New Orleans What’s the old saying, a picture can speak a thousand words or something like that? Well, the New York Public Library a couple of days ago dropped 180,000 photos from their collections into the public domain. Any claim to a copyright has long ago expired. The library spent the time and money to scan them into a usable form and a somewhat searchable database that can be accessed at digitalcollections.nypl.org. Putting something like New Orleans or Little Rock or unions or Flagstaff in the search slot displays whatever photos or scans they have. Some of this can be a slog. There were over 400 pictures linked to New Orleans, but only two of mountain views for Flagstaff. Labor unions were buried under the Union Jack and Union Square, but that’s no different from the trials and tribulations of any exploration where there is sweat in hopes of salvation.
In Little Rock, there were pictures of the Little Nine and the integration of Central High School. One picture that added a surprising grace note was a photo of the nine being celebrated for their courage by the NAACP chapter in Cleveland.

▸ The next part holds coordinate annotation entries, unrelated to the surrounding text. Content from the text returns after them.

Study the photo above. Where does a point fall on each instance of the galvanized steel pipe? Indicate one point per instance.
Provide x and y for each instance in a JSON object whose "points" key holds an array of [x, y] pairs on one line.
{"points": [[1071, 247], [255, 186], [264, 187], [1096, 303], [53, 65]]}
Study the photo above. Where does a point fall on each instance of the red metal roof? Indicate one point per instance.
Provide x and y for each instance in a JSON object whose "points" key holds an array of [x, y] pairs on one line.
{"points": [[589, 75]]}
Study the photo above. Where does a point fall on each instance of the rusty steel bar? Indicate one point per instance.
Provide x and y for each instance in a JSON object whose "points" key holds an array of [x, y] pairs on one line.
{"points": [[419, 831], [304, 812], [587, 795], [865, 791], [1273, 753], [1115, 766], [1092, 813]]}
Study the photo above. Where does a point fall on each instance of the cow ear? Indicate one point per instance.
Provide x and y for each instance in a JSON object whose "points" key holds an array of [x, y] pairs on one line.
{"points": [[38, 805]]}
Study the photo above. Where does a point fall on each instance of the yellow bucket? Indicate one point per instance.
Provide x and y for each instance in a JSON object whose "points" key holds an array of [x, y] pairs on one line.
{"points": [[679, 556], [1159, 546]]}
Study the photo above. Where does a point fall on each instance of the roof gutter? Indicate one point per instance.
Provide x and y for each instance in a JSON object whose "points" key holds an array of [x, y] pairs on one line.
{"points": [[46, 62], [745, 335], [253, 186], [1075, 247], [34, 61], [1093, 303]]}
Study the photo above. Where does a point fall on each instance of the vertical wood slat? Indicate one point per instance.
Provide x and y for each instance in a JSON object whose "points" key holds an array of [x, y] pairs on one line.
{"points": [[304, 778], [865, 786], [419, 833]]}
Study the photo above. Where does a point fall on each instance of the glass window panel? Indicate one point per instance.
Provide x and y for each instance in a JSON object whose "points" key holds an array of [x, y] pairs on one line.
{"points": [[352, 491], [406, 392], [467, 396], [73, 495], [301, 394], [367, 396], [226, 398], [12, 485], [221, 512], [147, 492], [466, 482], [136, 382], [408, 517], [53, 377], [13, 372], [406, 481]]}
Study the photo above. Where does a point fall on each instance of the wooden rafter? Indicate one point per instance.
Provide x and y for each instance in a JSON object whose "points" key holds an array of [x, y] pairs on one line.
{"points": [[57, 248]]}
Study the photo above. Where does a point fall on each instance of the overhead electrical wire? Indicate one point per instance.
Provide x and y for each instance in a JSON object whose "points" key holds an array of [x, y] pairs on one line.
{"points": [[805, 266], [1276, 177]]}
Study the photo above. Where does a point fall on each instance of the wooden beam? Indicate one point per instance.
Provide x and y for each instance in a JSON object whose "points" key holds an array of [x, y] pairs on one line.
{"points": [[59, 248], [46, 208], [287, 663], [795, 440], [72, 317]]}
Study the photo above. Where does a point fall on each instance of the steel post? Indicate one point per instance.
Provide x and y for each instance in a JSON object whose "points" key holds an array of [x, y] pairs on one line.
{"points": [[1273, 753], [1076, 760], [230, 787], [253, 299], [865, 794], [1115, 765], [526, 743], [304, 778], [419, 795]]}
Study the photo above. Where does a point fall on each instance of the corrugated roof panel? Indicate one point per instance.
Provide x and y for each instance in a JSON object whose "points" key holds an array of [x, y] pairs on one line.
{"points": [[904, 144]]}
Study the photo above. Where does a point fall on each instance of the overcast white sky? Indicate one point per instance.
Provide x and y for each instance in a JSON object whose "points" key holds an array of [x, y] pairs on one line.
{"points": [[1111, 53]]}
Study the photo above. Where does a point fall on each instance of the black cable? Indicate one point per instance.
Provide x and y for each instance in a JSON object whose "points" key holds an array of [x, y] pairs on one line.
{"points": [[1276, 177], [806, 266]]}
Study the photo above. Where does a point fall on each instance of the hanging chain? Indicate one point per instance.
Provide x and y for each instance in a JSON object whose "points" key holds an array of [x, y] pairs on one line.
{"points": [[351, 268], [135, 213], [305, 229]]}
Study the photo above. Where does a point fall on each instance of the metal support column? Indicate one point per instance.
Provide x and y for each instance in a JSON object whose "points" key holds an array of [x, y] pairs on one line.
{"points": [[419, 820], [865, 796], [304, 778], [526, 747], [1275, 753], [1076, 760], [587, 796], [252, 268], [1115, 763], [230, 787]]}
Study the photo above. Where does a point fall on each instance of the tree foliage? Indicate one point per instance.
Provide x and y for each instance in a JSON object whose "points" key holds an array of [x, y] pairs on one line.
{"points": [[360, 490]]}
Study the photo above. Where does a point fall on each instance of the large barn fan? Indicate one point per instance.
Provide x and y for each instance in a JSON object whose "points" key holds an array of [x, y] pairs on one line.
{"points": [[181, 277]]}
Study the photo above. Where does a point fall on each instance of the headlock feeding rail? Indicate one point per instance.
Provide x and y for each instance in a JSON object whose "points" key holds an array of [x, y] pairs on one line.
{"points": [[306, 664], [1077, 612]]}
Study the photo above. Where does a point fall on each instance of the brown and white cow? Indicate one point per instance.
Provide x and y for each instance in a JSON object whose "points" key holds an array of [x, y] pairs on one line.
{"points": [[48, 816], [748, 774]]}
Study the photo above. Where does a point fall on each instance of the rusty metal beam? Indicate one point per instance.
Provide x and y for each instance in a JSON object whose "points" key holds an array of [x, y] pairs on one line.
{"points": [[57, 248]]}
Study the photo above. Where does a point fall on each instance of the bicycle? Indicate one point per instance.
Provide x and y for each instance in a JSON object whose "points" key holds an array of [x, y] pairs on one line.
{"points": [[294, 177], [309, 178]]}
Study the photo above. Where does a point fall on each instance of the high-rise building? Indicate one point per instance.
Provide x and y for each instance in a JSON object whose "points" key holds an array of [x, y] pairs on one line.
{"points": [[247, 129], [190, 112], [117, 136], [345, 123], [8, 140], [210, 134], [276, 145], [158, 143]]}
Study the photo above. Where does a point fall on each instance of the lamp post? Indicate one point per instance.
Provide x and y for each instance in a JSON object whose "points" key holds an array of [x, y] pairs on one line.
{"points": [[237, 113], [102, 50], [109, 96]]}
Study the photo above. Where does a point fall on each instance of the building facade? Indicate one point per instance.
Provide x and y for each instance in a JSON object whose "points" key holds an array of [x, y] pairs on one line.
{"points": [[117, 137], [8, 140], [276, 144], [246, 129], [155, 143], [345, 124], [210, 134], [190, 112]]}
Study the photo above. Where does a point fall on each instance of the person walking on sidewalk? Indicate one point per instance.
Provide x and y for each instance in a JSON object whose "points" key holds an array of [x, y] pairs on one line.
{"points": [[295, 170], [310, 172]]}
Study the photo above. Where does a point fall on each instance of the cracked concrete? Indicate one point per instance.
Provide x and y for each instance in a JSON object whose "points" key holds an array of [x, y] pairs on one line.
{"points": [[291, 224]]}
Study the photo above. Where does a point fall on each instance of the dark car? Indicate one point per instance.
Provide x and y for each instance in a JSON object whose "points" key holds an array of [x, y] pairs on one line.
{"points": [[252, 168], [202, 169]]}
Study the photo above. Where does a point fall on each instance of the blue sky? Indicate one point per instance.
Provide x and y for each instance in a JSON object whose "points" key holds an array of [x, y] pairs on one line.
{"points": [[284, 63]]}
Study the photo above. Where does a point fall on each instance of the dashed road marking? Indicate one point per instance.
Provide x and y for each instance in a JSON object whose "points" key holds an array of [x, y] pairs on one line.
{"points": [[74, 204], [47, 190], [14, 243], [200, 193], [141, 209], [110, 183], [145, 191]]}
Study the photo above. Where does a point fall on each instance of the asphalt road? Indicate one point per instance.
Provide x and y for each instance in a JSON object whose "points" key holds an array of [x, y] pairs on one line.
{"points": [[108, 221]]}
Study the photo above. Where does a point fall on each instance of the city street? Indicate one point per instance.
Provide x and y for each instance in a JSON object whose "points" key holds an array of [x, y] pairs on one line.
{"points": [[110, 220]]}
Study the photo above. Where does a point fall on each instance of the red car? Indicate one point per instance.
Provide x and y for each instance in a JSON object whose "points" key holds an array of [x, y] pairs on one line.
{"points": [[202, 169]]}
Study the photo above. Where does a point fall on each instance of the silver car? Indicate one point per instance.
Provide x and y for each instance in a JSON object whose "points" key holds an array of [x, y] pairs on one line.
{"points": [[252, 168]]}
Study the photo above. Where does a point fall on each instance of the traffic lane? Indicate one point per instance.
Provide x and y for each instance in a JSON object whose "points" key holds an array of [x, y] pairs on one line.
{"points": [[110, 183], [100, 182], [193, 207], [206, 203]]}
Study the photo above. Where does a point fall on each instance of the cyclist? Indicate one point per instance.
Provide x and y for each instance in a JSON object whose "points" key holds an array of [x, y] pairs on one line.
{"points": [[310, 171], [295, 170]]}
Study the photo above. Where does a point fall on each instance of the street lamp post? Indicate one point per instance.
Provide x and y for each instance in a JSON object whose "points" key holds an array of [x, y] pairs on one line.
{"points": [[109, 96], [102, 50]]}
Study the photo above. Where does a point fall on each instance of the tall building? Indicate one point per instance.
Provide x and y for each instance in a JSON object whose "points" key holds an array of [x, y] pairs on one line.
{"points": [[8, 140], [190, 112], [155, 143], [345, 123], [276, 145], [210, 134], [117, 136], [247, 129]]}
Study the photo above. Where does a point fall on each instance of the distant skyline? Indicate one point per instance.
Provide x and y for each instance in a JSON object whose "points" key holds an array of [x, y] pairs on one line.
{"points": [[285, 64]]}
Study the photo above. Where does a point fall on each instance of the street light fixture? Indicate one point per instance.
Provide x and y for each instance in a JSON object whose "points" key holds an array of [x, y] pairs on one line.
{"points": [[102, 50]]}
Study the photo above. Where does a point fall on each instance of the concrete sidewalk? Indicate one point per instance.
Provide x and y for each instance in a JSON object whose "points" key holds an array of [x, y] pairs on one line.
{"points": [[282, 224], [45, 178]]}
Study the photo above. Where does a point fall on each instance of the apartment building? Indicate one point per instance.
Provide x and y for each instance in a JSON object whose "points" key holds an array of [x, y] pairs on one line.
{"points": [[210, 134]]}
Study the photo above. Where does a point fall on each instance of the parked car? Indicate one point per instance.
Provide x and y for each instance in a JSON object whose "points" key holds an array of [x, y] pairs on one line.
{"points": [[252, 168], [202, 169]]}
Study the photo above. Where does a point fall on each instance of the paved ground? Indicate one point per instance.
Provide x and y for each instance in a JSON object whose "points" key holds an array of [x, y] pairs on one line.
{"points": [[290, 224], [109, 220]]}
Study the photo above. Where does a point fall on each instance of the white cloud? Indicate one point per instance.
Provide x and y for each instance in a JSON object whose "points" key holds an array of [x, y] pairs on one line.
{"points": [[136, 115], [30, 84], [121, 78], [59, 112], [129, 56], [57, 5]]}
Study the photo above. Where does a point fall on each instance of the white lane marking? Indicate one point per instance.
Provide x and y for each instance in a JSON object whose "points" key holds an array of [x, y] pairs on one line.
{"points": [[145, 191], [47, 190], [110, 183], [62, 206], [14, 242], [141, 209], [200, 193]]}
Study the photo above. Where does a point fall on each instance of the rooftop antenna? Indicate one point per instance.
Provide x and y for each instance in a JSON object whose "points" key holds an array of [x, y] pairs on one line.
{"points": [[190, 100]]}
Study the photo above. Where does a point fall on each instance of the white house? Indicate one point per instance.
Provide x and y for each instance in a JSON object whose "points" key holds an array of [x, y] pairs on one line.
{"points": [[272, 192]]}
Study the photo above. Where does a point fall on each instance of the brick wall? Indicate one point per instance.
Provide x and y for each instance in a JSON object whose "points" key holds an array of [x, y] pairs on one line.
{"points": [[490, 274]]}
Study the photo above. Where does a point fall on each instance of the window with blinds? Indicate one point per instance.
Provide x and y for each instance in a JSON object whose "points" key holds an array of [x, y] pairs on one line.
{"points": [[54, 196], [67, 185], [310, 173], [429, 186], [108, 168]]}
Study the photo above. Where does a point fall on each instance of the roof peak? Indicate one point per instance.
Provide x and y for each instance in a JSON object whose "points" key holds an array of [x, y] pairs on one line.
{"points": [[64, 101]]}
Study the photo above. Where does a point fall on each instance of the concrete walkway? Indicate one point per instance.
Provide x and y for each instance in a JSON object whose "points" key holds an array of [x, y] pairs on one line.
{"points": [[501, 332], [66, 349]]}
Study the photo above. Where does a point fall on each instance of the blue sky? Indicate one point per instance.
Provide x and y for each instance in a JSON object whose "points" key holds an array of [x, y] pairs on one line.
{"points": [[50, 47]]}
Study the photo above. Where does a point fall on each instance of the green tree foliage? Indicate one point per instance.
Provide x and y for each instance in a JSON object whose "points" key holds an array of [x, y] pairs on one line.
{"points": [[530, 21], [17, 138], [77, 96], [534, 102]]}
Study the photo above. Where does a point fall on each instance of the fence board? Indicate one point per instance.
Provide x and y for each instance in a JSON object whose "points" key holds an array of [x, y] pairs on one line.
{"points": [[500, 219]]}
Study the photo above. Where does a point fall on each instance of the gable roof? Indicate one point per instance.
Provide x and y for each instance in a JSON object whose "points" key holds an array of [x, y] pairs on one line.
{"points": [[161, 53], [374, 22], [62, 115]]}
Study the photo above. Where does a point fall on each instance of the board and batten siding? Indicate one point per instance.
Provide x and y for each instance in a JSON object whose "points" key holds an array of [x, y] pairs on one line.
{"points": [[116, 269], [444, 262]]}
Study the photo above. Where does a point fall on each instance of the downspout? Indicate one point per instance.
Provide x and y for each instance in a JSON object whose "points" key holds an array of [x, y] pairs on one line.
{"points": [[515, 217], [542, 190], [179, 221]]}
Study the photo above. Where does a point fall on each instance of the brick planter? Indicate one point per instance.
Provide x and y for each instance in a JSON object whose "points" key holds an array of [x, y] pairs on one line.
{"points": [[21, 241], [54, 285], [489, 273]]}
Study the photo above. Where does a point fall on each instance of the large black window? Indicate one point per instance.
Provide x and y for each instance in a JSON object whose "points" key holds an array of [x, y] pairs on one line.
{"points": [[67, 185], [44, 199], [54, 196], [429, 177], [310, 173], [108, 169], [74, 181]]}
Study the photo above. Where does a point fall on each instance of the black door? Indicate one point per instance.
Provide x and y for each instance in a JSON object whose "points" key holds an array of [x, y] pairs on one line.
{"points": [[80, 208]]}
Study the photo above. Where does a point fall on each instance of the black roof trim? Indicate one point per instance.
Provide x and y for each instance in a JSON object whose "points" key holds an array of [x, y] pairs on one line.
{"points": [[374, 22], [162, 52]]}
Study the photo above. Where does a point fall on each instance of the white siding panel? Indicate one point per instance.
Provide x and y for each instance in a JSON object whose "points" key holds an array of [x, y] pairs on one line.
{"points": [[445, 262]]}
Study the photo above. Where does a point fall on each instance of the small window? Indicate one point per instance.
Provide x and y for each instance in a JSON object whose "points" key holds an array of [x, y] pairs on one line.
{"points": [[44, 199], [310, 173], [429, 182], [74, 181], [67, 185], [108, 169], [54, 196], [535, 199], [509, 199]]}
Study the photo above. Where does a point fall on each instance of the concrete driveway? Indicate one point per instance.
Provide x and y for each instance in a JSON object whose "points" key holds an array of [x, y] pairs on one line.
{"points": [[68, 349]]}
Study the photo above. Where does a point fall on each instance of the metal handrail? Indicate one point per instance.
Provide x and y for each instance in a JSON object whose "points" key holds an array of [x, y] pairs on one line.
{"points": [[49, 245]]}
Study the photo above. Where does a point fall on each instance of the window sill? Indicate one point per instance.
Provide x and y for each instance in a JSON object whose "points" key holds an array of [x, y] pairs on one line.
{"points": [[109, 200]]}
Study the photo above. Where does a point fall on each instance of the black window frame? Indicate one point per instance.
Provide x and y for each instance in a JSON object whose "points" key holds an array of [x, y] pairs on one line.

In New Orleans there were the standard street scenes of the French Quarter, but enough of them to remind the explorer that once the Vieux Carre was a real neighborhood of lower income and working families, many of whom found work on the river. There were also disturbing shots of scabs, largely African-American, being unloaded from boats on the docks to act as strikebreakers in a longshoremen’s union strike in 1935. On the same waterfront were pictures of bananas being unloaded on the wharves with slings rather than cranes. The pictures were from 75 or 80 years ago, but I can vividly remember in those long ago days of the 1960s when I was in high school in New Orleans that anyone and everyone walked along the docks on a nice Sunday afternoon amid the unloading of tons of bananas just mindful of not stepping too close as the longshoremen pulled the sling over to the pallets.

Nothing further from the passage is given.